Qualche anno fa Roberto Barocci ha pubblicato un prezioso libretto, ormai esaurito, per Stampa alternativa, si intitolava ArsENIco. Come avvelenare la Maremma fino alla catastrofe ambientale. In questo si faceva la stessa, identica domanda: perché le istituzioni avevano accettato l’inquinamento delle zone minerarie della bassa Toscana, il colpevole ritardo delle bonifiche ambientali, ritardo che aveva finito per avvelenare terreni e corsi d’acqua, e corpi, dalle Colline Metallifere giù fino alla costa?
Si domandava l’autore nell’introduzione: “Chi governa nel nostro paese? Nella Regione Toscana? Dove vengono prese le decisioni importanti che riguardano le risorse strategiche, dalla salute alle risorse idriche, al lavoro, alla qualità dell’ambiente…? Chi sono i mercificatori che si piegano a interessi di pochi e riescono ad imporre queste scelte anche agli onesti? Come può avvenire tutto ciò?”.
Una questione d’amore
“Avevamo bisogno di lavorare e le cose che dicevano sulla pericolosità delle produzioni ci parevano esagerate.
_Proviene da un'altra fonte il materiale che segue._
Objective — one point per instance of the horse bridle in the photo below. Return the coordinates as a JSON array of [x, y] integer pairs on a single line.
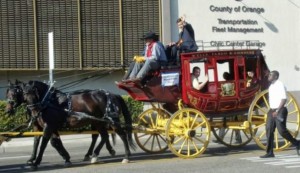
[[31, 90]]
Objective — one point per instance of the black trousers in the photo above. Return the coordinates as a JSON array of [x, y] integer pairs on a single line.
[[278, 122]]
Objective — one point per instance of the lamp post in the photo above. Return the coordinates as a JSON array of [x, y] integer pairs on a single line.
[[51, 57]]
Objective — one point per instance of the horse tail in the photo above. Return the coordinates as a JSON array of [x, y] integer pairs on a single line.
[[128, 121], [113, 137]]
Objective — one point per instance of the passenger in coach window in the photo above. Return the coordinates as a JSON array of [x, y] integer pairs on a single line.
[[198, 85]]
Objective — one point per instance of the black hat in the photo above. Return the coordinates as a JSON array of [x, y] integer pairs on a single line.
[[150, 35]]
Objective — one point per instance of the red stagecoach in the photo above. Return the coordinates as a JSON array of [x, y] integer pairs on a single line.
[[181, 118]]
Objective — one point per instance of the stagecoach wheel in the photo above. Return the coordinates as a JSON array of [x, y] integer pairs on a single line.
[[153, 141], [188, 133], [257, 117], [233, 138]]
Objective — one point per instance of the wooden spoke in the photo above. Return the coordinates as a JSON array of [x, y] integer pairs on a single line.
[[258, 117], [200, 140], [147, 140], [156, 136], [261, 125], [182, 145], [179, 139], [261, 109], [266, 102]]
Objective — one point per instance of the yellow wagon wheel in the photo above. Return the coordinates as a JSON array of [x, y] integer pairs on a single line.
[[257, 117], [188, 133], [151, 139], [232, 138]]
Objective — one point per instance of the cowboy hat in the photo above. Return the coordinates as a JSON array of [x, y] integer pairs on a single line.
[[150, 35]]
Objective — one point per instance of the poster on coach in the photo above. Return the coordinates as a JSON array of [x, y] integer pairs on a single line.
[[247, 24]]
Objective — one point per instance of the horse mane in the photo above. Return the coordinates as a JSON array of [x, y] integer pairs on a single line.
[[80, 91]]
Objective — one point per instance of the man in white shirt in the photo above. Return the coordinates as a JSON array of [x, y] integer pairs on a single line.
[[195, 79], [277, 115]]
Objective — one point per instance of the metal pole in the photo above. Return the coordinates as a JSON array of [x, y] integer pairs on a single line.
[[51, 57]]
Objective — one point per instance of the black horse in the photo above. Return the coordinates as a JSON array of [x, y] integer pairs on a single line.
[[14, 96], [47, 110]]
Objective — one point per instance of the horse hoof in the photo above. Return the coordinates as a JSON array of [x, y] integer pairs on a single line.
[[33, 167], [94, 160], [68, 163], [86, 158], [113, 153], [125, 161]]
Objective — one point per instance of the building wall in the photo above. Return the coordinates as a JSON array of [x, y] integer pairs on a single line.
[[278, 25], [280, 38]]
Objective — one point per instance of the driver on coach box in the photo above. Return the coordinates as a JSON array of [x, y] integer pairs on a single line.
[[185, 43], [154, 57], [195, 79]]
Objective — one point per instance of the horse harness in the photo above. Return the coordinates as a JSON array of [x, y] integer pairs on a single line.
[[111, 110]]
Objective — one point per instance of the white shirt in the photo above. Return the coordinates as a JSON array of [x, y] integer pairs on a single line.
[[277, 92], [195, 82]]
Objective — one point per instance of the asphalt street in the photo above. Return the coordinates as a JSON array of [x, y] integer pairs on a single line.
[[217, 158]]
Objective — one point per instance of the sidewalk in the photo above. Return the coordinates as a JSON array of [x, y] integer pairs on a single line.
[[28, 141]]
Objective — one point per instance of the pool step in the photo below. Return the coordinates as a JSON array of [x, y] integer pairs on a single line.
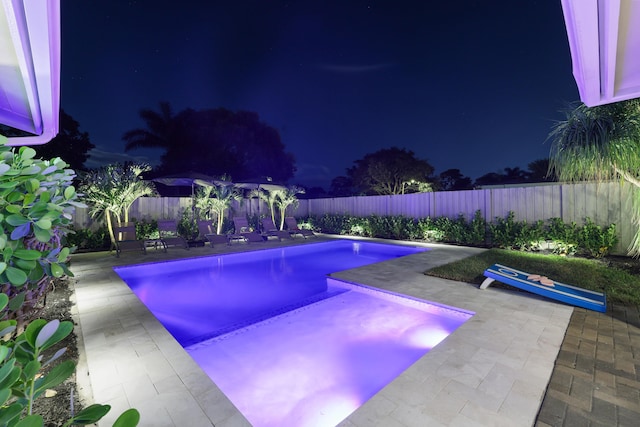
[[251, 322]]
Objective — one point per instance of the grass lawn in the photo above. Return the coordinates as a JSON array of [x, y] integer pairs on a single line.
[[619, 285]]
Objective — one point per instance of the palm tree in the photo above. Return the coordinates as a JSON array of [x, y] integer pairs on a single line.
[[600, 143], [111, 190], [284, 199], [216, 200], [270, 198]]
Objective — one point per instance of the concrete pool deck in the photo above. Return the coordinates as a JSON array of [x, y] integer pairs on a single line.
[[494, 370]]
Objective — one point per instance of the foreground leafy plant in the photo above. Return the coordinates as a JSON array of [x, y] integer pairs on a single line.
[[37, 201], [22, 379]]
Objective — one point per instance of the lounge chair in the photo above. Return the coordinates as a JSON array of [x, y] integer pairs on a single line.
[[244, 231], [205, 230], [168, 230], [126, 239], [293, 229], [269, 229], [546, 287]]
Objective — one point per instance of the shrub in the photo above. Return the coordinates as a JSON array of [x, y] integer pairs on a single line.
[[595, 242], [86, 239], [147, 229]]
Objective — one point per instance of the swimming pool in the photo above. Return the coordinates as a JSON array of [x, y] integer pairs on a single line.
[[287, 345]]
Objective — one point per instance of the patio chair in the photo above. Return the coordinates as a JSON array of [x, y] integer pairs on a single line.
[[269, 229], [168, 230], [293, 229], [126, 239], [243, 231], [205, 230]]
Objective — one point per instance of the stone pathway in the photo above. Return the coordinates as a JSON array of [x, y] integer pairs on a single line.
[[596, 378]]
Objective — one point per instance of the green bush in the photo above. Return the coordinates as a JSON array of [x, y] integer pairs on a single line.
[[187, 225], [85, 239], [147, 229], [332, 224], [595, 242], [562, 237]]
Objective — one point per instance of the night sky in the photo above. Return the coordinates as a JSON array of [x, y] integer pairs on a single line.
[[472, 85]]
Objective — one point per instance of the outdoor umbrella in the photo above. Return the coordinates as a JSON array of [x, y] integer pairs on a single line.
[[258, 184], [189, 179]]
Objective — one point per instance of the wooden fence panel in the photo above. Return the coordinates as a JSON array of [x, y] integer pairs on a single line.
[[605, 204]]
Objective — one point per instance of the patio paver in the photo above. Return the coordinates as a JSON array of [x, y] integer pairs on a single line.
[[493, 370]]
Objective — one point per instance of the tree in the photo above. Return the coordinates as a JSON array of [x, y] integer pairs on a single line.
[[111, 190], [538, 171], [70, 144], [389, 171], [216, 200], [284, 199], [213, 142], [453, 180], [600, 143]]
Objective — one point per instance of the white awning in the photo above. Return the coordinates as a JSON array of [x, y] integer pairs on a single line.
[[604, 38], [30, 68]]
Le istituzioni, i partiti, i sindacati, i tecnici: per tutti l’insediamento era sicuro, anzi, una vera benedizione per la zona industriale e per il nostro avvenire. I quadri dell’azienda abitavano nei dintorni della fabbrica, ma anche i politici abitavano non lontano. Se il pericolo c’era, c’era per tutti. Come si poteva pensare di essere ingannati fino a questo punto?”. Alla fine, comunque, questo rimane l’interrogativo più lacerante lasciato aperto dall’inchiesta di Milani, non le mafie, non le morti, non la fine del lavoro, ma questo: se il pericolo c’era, c’era per tutti, perché inquinare, avvelenare, uccidere?
Mi raccontava qualche anno fa Sandro Veronesi una scritta che aveva visto una volta su muro: “Chi inquina l’acqua beve pure lui”. Ci ho pensato tutto il tempo a questa scritta mentre leggevo il libro di Milani, così come ho pensato alle acque rosse del fiume Bormida, all’arsenico della Maremma. Chi inquina la terra ci vive pure lui. Deve essere dunque solo una questione d’amore, senza altre spiegazioni, come suggerisce nella sua recensione a Milani, Annalisa Andreoni, parafrasando Brecht: “Sventurata la terra che non è amata dai suoi”.